The mandate comes from a solid rejection of the Grover Norquist Base…They are holding the House hostage right now…It could go the other way also which would provide tail wind to Norquist…We shall see…
Austin home sales sizzle in August, expected to stay hot
Home sales surged 21 percent in August compared with August 2011, and the median sales price was up 6 percent year-over-year, the Austin Board of Realtors said Wednesday
The $212,000 median price is the highest for the month of August in the past 10 years.
August was the 15th consecutive month of year-over-year sales volume increases and the seventh month in a row of median price increases, the board said.
“The story of Austin continues to be jobs, jobs, jobs,” said Mark Murrell, vice president of JB Goodwin’s Westlake Division office. “We are predicted to add 45,000 jobs in the next couple years, and those new-to-Austin employees will have to live somewhere.”
Tom Polk, a broker associate with Stanberry & Associates in Austin, said the August numbers track with what he’s seeing in the market. He had four deals in a row where the homes had multiple offers.

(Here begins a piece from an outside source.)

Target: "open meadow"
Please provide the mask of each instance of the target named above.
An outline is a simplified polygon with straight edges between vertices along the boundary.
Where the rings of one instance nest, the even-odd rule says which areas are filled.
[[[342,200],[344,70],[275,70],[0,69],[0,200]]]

He said he listed a home in Hyde Park in August that got 12 offers within 24 hours.
“Each year, we can count on things slowing down in September, but this year, they’re not,” Polk said. “This is the first time in my 34-year career that I’ve ever seen an increase in activity (showings) at the end of summer in my listings.”
“As the (Federal Reserve Board) continues to pump money into the economy to spark growth, it continues to keep interest rates depressed, which allows homeowners to have more purchase power than ever before” — as much as 20 percent greater compared to even five years ago, Schneider said. “Interest rates are so low that it is almost like free money.”
And this is the story of central Texas
Each listing is higher than the previous one, listings go pending within hours, multiple offers across the board, near zero inventory
And what are median household wages in Austin?
¦ The median household income in Austin grew by about $600, to $49,987 in 2011. Still, it was below the national figure of $50,502.
Sounds like a local bubble to me.
All I know is that the last 7 years has been a big waste as far as the Powers doing anything that would correct the problems that got us into the jams to begin with . Nothing but policies designed to either bail out the Money Changers or keep the corrupted systems going .
I won’t be able to stand another 4 years of Ben Bernanke .
You want Glenn Hubbard instead?
Which is more pleasant: The frying pan or the fire?
Eventually the fire.
Instead of moving to protect consumer deposits from the Wall Street gambling machine, breaking up the TBTF entities, nothing of consequence has been done to reign in Wall Street over the four years since Lehman.
The US economy is morphing from one where a cautious financial sector serves to provide loans to the real economy, we’ve moved to a system where the rest of the economy is bled to keep Wall Street profitable. This makes a small group of people fabulously wealthy. Is this sustainable? Is it just?
Data. I hear people saying things, “The bailouts were profitable for the taxpayer!” Or “The Financial Sector didn’t do anything wrong. This is just a normal business cycle.”
Data - how can these assertions be countered with concrete rebuttals? Even for those of us who’ve followed the financial sector, it can become tedious to dig up the data to counter these assertions. Where are the good data sources that can quickly be pointed to to debunk the nonsense?
Oct. 1 will be National Draw Mohammed day. Don’t forget!
Progressives…you can participate also…just draw Jesus, Shiva, the Buddha or Moses instead of Mohammed and send an apology letter to Mecca for all of the other drawings.